В зале он уже был мерзким. Толстая шея, лицо, блестящее от жира, мелкие глаза, которые скользили по моему телу так, будто он примерял товар на рынке. И всё же там, среди люстр и музыки, он держал маску. На нём был дорогой костюм, тугие запонки, запах парфюма тяжёлого, мужского, перебивающего кислый пот. Если смотреть мельком, можно было подумать: состоятельный человек, один из тех, кто привык быть в центре. Я пыталась зацепиться за это: пусть будет противен, но хотя бы сдержанный.
Но когда дверь закрылась, маска слетела. В ту же секунду.
Он даже не сделал вид, что хочет поговорить или притронуться нежно. Снял пиджак, вытер лоб ладонью, и по лицу потекли капли пота. Дорогой аромат вперемешку с кислым, липким запахом тела ударил в нос. Он открыл рот и из уголков потянулись тонкие струйки слюны. Я видела, как он сглатывает и она снова вытекает. И улыбка стала другой: не светская, а сытая, хищная.
Раздевайся, сказал он, даже не глядя в глаза. Голос низкий, вязкий, с хрипотцой.
Я молча потянулась к лямкам, стянула платье. Бельё белое кружево, специально купленное для этой ночи. Он оглядел меня сверху вниз, как мясник тушу. Подошёл ближе, ткнул пальцами в грудь, приподнял, будто проверяя упругость. Провёл ладонью по животу, задержался на бёдрах. Я чувствовала липкость его пальцев даже сквозь ткань.

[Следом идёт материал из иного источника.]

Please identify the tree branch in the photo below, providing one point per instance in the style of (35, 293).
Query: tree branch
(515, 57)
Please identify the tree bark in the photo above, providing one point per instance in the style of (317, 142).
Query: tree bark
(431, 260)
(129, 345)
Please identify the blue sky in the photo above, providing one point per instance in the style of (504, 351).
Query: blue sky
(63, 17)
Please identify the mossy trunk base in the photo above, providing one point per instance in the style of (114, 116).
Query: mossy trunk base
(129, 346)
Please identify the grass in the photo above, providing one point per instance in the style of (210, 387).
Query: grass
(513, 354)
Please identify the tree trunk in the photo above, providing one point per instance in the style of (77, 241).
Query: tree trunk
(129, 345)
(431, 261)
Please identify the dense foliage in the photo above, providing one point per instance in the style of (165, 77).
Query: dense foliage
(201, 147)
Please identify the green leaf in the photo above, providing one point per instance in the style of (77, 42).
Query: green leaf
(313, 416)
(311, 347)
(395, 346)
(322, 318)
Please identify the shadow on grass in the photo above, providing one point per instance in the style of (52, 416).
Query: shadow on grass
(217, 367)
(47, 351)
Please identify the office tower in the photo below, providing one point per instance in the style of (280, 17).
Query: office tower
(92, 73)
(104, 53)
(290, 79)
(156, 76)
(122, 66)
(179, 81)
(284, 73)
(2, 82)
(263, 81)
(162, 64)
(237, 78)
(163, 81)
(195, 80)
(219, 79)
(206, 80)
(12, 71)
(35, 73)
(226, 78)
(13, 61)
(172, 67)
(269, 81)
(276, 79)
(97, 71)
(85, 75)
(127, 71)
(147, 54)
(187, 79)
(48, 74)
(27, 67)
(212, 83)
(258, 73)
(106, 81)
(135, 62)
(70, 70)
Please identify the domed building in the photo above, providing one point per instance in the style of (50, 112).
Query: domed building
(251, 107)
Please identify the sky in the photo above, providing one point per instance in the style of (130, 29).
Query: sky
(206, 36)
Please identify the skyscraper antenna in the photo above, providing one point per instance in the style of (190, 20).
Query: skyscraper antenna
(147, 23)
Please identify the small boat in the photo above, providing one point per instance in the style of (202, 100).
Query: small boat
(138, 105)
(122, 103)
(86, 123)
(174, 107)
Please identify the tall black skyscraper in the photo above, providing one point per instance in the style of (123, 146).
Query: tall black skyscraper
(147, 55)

Хорошо, хмыкнул. Девственность, говоришь? Сегодня проверим.
Он толкнул меня на край кровати. Я села, стараясь не дрожать. Он наклонился и неожиданно уткнулся лицом в моё плечо, провёл языком по коже. Меня передёрнуло. Но он будто опьянел от этого шумно вдохнул, задышал чаще, и тут же опустился ниже.

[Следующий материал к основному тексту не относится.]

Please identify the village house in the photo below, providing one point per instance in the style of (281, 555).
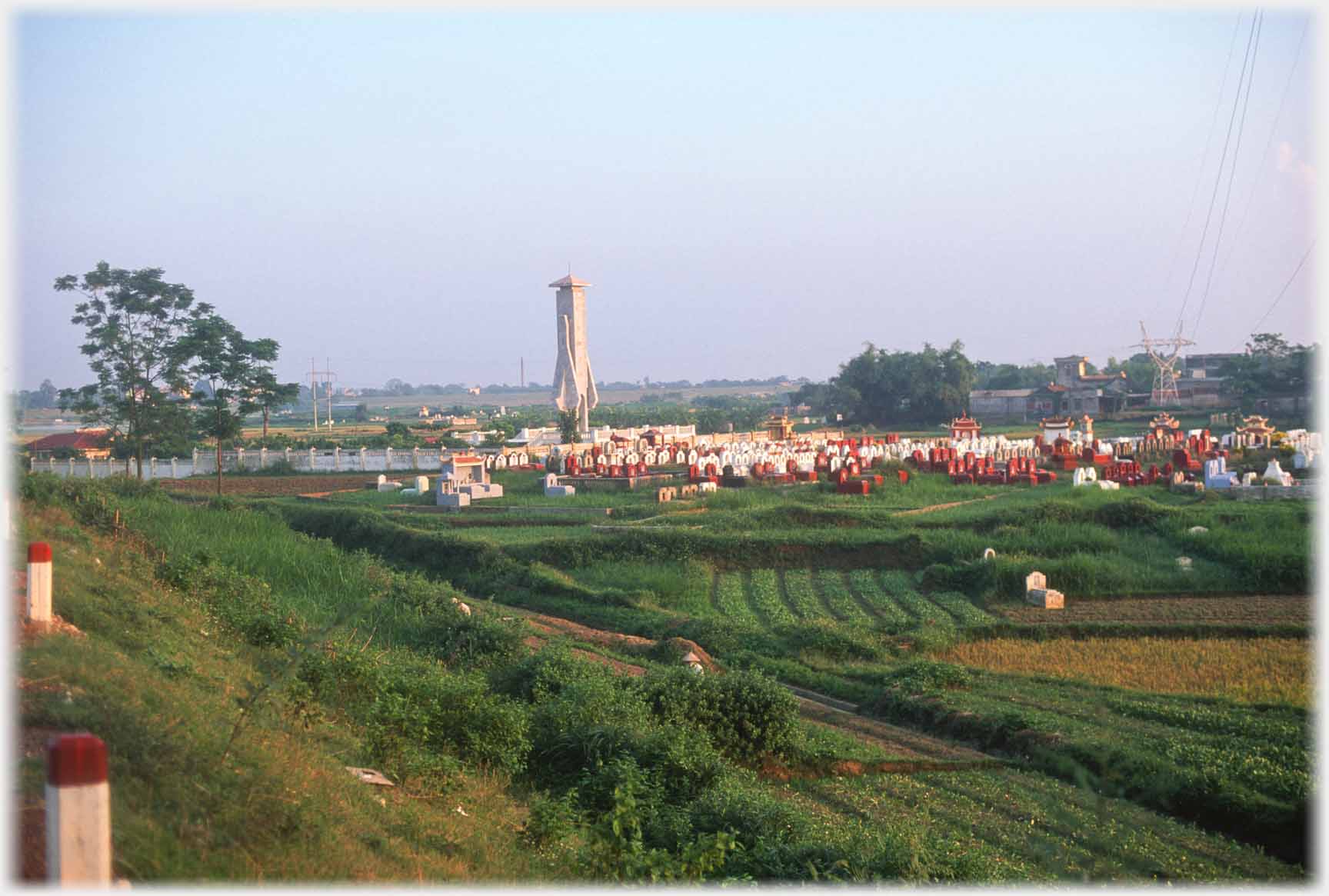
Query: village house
(92, 441)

Он облизывал всё. Не торопясь, с какой-то жадной тщательностью. Плечи, руки до запястий, ладони, пальцы. Каждый раз язык оставлял липкий след, и он шумно сопел, втягивая запах. Дальше шея, грудь, живот. Он облизывал, посасывал, задерживался так, будто хотел выжать вкус.
Я старалась не думать о том, что происходит. Сжимала зубы и повторяла в голове: ради брата, ради брата, ради брата.
Он отстранился только затем, чтобы сдёрнуть с меня остатки белья. Швырнул на пол. Его глаза блестели, на губах пена слюны. Я впервые ощутила настоящий страх: не перед мужчиной, а перед животным, которому дали волю.
Ложись, приказал он. Я всё попробую. Всё.
Я подчинилась. Легла на спину, руки вдоль тела. Он наклонился и снова принялся облизывать теперь ноги, ступни, пальцы, бёдра. Я хотела отвернуться, но он сжал мою щиколотку и удержал. Его язык прошёлся по внутренней стороне бедра, задержался слишком близко. Я зажмурилась.